曽我部マコトの言わせていただきます!

そんなに言いませんけど。

ヤンキーのその後。

審査についてここに四の五の書くのも筋違いだ。
私はいつものようにウチの部員について書こう。
 
解散した夜の学校で、
ヤンキーこと主役のKは一人で立っていられないほど泣き続けていた。
「Kが帰るまで帰らん。

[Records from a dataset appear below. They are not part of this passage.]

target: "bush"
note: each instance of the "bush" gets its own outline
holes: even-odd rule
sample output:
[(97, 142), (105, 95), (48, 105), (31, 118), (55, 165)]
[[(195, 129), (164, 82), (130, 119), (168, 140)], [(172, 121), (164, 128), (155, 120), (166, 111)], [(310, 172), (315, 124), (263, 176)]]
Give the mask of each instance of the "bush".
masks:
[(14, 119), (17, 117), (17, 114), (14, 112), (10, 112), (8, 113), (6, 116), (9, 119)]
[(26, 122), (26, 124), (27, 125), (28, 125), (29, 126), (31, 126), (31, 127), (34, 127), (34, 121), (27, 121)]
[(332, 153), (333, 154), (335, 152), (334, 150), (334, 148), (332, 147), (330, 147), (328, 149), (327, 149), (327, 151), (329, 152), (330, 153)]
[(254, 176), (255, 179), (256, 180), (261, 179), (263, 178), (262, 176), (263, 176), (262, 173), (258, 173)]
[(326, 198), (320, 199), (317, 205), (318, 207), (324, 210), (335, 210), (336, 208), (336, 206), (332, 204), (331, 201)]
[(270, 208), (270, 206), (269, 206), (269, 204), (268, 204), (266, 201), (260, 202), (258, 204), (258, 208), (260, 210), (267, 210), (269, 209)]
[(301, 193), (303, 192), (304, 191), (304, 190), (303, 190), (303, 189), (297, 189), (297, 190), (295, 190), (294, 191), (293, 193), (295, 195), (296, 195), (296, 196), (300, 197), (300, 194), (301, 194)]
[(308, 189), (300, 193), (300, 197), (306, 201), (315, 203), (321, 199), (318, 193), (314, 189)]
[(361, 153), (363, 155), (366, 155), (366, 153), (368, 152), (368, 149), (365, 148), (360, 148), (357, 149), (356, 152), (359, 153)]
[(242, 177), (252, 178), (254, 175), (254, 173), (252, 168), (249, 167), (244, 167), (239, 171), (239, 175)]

K早よ帰れや!」
と部長R(女です)にののしられ、
最後は越智君に支えられて立ち上がりようよう帰って行った。

 

そして翌日提出物の件でヤンキーらしくまた揉め事を起こした。
私はぎゅうぎゅう説教しながら、
昨日の今日でこいつが学校に来ていたことの方を驚いていた。
昨夜はストーブの脇でいつの間にか眠ったそうで太ももは火傷で火ぶくれしていた。
いつもはうるさいくらいくっきりしている二重まぶたも泣き腫らして伸び切っていた。


部長Rは昨日の私のブログを読んで、自分が一番心に残っているのはKの言葉です、とメールをくれた。
「俺は何もかも100パーセントうまくいくと思ってやってきた、だから、」
バスの中でKはそう言って泣いたのだった。


「何もかもうまくいく」というのは実際Kの口癖だった。
聞けば驚く逆境の中でKはそう信じて生きてきたのだ。
その明るさはほとんど奇跡のようだとここに書いたこともあったけれど、
この1年半私は彼のその明るさを頼っていた。
そしてそれは彼以外の14人、部員全員がそうだったと思う。


こいつがもう一度笑ってくれるのはいつだろう。
はい、はい、と虚ろに説教を聞くKを見ながら私はそんなことを考えていた。
そしてそれは案外早く来た。
夕方まで居残りさせられて帰りに職員室に寄ったKは、
寒かったです、2枚しか着てなかったんで、と言った後、
俺はもっとうまくなります、的なことをまた喋り始めた。
二重まぶたはすっかり元に戻っていて、
いつものように無駄に目をキラキラさせながらつまらない話を生き生きと話した。
部活は休みにしていたけれど部長たちが記念館で勉強している、
それを告げると、じゃちょっと寄ってみます、と言いもうこちらに興味をなくして楽しそうに去って行った。